Selama ini orang dengan mudah menyatakan melakukan kajian secara ilmiah, akan
tetapi itu tidak hanya dilakukan oleh orang-orang muslim, melainkan juga oleh
orang-orang barat yang mengideologikan sikap mereka dalam memandang Islam.
Salah satu corak ideologi adalah unsur kemandegan (jumud), resistensi (tidak
kritis) dan demi kekuatan (tidak transformatif).
Untuk
merealisasikan jawaban tersebut Arkoun berusaha meletakkan dogma, interpretasi
dan teks secara proporsional. Upaya ini dilakukan untuk membuka dialog
terus-menerus antara agama dengan realitas untuk menentukan wilayah-wilayah
mana dari agama yang bisa didialogkan dan diinterpretasikan sesuai dengan
konteksnya.
Kedua pola
pikir dari intelektaual Islam di atas merupakan sedikit contoh yang bisa
dijadikan model bagaimana paradigma kritis diberlakukan dalam wilayah pemikiran keagamaan. Disamping
kedua pemikir Islam diatas sebenarnya masih banyalk pemikir lain yang
menerapkan pemikiran kritis dalam mendekati agama, misalnya Abdullah Ahmed
An-naim, Asghar Ali Engineer, Thoha Husein, dan sebagainya.
Dari kedua
contoh di atas terlihat bahwa paradigma kritis sebenarnya berupaya membebaskan
manusia dengan semangat dan ajaran agama yang lebih fungsional. Dengan kata
lain, kalau paradigma kritis Barat berdasarkan pada semangat revolusioner
sekuler dan dorongan kepentingan sebagai dasar pijakan, maka paradigma kritis
PMII justru menjadikan nilai-nilai agama yang terjebak dalam dogmatisme itu
sebagai pijakan untuk membangkitkan sikap kritis melawan belenggu yang kadang
disebabkan oleh pemahaman yang distortif.
Jelas ini
terlihat ada perbedaan yang mendasar penerapan paradigma kritis antara barat
dengan Islam (yang diterapkan PMII). Namun demikian harus diakui adanya
persamaan antara keduanya yaitu dalam metode analisa, bangunan teoritik dan
semangat pembebasan yang terkandung di dalamnya. Jika paradigma kritis ini bisa
diterapkan di kalangan warga pergerakan, maka kehidupan keagamaan akan berjalan
dinamis, berjalannya proses pembentukan kultur demokratis dan penguatan civil
society akan segera dapat terwujud. Dan kenyataan ini terwujud manakala
masing-masing anggota PMII memahami secara mendalam pengertian, kerangka
paradigmatik dan konsep teoritis dari paradigma kritis yang dibangun oleh PMII.
Dalam
pandangan PMII, paradigma kritis saja tidak cukup untuk melakukan transformasi
sosial, karena paradigma kritis hanya berhenti pada dataran metodologis
konsepsional untuk mewujudkan masyarakat yang komunikatif dan sikap kritis
dalam memandang realitas. Paradigma kritis hanya mampu menelanjangi berbagai
tendensi ideologi, memberikan perspektif kritis dalam wacana agama dan sosial,
namun ia tidak mampu memberikan perspektif perubahan pasca masyarakat
terbebaskan. Pasca seseorang terbebaskan melalui perspektif kritis, paradigma
kritis tidak memberikan tawaran yang praktis. Dengan kata lain, paradigma
kritis hanya mampu melakukan analisis tetapi tidak mampu melakukan organizing,
menjembatani dan memberikan orientasi kepada kelompok gerakan atau rakyat.

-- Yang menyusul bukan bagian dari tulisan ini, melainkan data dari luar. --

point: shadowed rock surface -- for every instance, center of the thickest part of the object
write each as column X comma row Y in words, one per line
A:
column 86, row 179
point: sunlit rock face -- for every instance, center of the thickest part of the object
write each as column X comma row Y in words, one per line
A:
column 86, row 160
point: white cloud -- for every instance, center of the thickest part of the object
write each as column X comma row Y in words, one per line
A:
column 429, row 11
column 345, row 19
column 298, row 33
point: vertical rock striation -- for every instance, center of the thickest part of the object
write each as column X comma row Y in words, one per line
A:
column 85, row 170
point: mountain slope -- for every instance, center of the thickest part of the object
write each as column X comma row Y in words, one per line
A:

Paradigma kritis masih signifikan untuk digunakan sebagai alat analisis social,
tetapi kurang mampu untuk digunakan dalam perubahan sosial. Karena ia tidak
dapat memberikan perspektif dan orientasi sebagai kekuatan bersejarah dalam
masyarakat untuk bergerak. Karenanya, paradigma kritis yang digunakan di PMII
adalah kritik yang mampu mewujudkan perubahan sehingga menjadi paradigma kritis
transformatif.
Paradigma
kritis transformatif PMII dipilih sebagai upaya menjembatani
kekurangan-kekurangan yang ada dalam paradigma kritis pada wilayah-wilayah
turunan dari bacaan kritisnya terhadap realitas. Dengan demikian paradigma
kritis transformatif dituntut untuk memiliki instrumen-instrumen gerak yang
bisa digunakan oleh masyarakat PMII mulai dari ranah filosofis sampai praksis.
DASAR PEMIKIRAN PARADIGMA
KRITIS TRANSFORMATIF PMII
Ada
bebarapa alasan yang menyebabkan PMII harus memilih paradigma kritis sebagai
dasar untuk bertindak dan mengaplikasikan pemikiran serta menyusun cara pandang
dalam melakukan analisa.
Pertama,
masyarakat Indonesia
saat ini sedang terbelenggu oleh nilai-nilai kapitalisme modern. Kesadaran
masyarakat dikekang dan diarahkan pada satu titik yaitu budaya massa kapitalisme dan pola pikir positivistic
modernisme. Pemikiran-pemikiran seperti ini sekarang telah menjadi sebuah
berhala yang mengharuskan semua orang untuk mengikatkan diri padanya. Siapa
yang tidak melakukan, dia akan ditinggalkan dan dipinggirkan. Eksistensinya pun
tidak diakui. Akibatnya jelas, kreatifitas dan pola pikir manusia menjadi tidak
berkembang. Dalam kondisi seperti ini maka penerapan paradigma kritis menjadi
suatu keniscayaan.
Kedua,
masyarakat Indonesia
adalah masyarakat yang majemuk, baik etnik, tradisi, kultur maupun kepercayaan.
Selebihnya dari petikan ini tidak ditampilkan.